View larger version (31K): [in this window] [in a new window]   Figure 1. Currents (A, B) and steady state current-voltage relationships using two-microelectrode voltage-clamp recordings of hIRK currents expressed in Xenopus oocytes. B, Voltage-dependent block by intracellular polyamines causes the hump in the current-voltage relationship.9 20 25 Holding potential: -45 mV; test pulses: -105 to 5 mV in 10-mV steps of 300 milliseconds. Bath contained 2.5 mmol/L K+ (MES solution). C through H, Block by dofetilide of outward hIRK currents. C, Control currents from an inside-out macropatch and the effects of dofetilide. Holding potential: -80 mV; prepulse: -40 mV, 100 milliseconds; test pulse: 20 mV, 400 milliseconds; return pulse: -40 mV, 400 milliseconds. D, Digitally subtracted dofetilide-sensitive current over the voltage range -140 to 60 mV in 20-mV steps. E, Current-voltage relationship of the dofetilide-sensitive current, measured at the end of a 400-millisecond test pulse. F, Concentration dependence of dofetilide block of macropatch currents. G, Dose-response curves with the normalized values (Idrug/Icontrol) expressed as a function of the dofetilide concentration at different membrane potentials. Solid lines are fits to the binding equation Idrug/Icontrol=1/(1+X/Kd)n, where X is the dofetilide concentration and n is the Hill coefficient. Fitted values for n were 0.8 and displayed as 0.8 in the graph. Log Kd was displayed against membrane voltage at two different extracellular K+ concentrations (n=3). H, Fit of the points resulted in equal values (assuming z=1) for both K+concentrations, according to the following Woodhull equation: Kd(V)=Kd(0) exp (zVF/RT),16 where z is the effective valence and F, R, and T have their usual thermodynamic meaning. Bath: EDTA-K+ solution; pipette: low-K+ solution.

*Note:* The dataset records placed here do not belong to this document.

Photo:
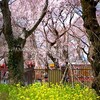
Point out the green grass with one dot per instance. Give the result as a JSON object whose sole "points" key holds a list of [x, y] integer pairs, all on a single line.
{"points": [[45, 92]]}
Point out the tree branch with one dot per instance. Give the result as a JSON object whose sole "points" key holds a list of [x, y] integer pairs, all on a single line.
{"points": [[28, 33]]}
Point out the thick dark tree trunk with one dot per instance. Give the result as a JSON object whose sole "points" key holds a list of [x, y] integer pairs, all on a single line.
{"points": [[15, 59], [16, 66], [93, 31]]}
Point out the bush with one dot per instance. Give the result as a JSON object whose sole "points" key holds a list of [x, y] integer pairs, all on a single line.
{"points": [[45, 92]]}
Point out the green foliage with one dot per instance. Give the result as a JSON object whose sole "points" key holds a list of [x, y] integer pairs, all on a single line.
{"points": [[45, 92]]}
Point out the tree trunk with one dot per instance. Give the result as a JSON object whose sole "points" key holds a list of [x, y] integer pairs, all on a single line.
{"points": [[16, 66], [93, 31]]}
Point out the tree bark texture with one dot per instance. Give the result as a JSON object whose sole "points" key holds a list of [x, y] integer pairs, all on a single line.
{"points": [[93, 31], [15, 46]]}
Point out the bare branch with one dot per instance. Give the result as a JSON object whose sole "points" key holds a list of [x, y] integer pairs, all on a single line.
{"points": [[28, 33]]}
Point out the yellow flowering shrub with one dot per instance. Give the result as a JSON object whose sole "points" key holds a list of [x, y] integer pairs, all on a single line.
{"points": [[45, 92]]}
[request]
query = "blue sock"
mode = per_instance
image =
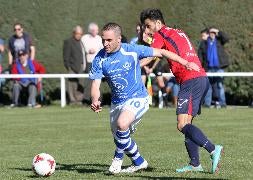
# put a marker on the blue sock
(133, 153)
(121, 140)
(198, 137)
(193, 151)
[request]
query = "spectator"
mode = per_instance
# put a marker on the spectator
(20, 41)
(134, 40)
(124, 39)
(214, 59)
(73, 62)
(25, 65)
(92, 43)
(1, 68)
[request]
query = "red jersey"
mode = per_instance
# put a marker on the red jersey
(176, 41)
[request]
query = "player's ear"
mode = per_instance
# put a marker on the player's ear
(158, 22)
(119, 39)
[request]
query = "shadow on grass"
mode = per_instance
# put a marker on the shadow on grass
(103, 168)
(172, 178)
(83, 168)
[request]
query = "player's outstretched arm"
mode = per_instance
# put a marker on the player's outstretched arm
(95, 94)
(176, 58)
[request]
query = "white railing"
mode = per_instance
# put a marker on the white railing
(62, 77)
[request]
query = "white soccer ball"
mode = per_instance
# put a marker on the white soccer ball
(43, 164)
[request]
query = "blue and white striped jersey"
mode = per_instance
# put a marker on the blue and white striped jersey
(122, 71)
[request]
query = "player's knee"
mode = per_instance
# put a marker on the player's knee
(180, 126)
(122, 126)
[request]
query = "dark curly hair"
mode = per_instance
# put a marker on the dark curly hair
(152, 14)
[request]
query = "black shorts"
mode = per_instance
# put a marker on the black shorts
(191, 95)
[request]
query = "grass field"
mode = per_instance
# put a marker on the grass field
(81, 143)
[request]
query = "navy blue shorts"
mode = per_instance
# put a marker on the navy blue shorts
(191, 96)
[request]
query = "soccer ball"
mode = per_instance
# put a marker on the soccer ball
(43, 164)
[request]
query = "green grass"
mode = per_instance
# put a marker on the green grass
(81, 143)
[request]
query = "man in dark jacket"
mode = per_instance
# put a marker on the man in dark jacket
(214, 59)
(19, 41)
(73, 62)
(25, 65)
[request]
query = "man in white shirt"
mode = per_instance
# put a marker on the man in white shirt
(92, 44)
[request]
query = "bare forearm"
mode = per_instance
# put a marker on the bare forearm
(32, 52)
(173, 57)
(10, 58)
(145, 61)
(95, 92)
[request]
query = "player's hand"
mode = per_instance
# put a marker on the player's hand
(96, 106)
(92, 51)
(192, 66)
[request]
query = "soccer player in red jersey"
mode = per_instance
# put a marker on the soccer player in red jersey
(193, 87)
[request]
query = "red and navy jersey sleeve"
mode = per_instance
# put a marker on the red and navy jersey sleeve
(158, 41)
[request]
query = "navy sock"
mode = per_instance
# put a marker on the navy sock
(163, 90)
(197, 136)
(193, 151)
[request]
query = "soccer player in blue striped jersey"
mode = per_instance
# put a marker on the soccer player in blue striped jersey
(119, 64)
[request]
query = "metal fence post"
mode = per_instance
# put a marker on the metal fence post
(63, 92)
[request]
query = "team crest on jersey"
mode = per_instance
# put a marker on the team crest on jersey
(115, 61)
(127, 66)
(119, 83)
(181, 102)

The steady state block was stronger at more depolarized potentials (Fig 1D and 1E), and the steady state current-voltage relationship for the dofetilide-sensitive hIRK current reached a plateau at about +40 mV (n=4). The concentration dependence and voltage dependence of block are shown in Fig 1F and 1G. Submicromolar concentrations were effective at more depolarized potentials (Fig 1G and 1H; IC₅₀=533±254 nmol/L [n=3] at 40 mV). In guinea pig cardiomyocytes, the IC₅₀ value of dofetilide at the higher temperature of 37°C was calculated at 31.0 nmol/L,⁷ but at room temperature 1.0 µmol/L was required to produce significant effects.¹⁵

Dofetilide block of hIRK outward currents (Fig 1C) was also evident in single-channel current recordings (Fig 2). The channels were open at the start of the depolarizing step but closed much more quickly and stayed closed in the presence of dofetilide (Fig 2A). The single-channel current amplitude was unaffected by the drug. The summed single-channel currents mimicked the macropatch currents, with the falling current reflecting the time dependence of the block (Fig 2B).

View larger version (15K): [in this window] [in a new window]   Figure 2. Control single-channel measurements of an inside-out patch (upper three traces) and after bath perfusion with 1 µmol/L dofetilide (lower three traces) (A). Holding potential: -80 mV; test potential: 0 mV (150 milliseconds). B, Averaged currents of 91 (control) and 135 (1.0 µmol/L dofetilide) traces. Bath: EDTA-K+ solution; pipette: low-K+ solution.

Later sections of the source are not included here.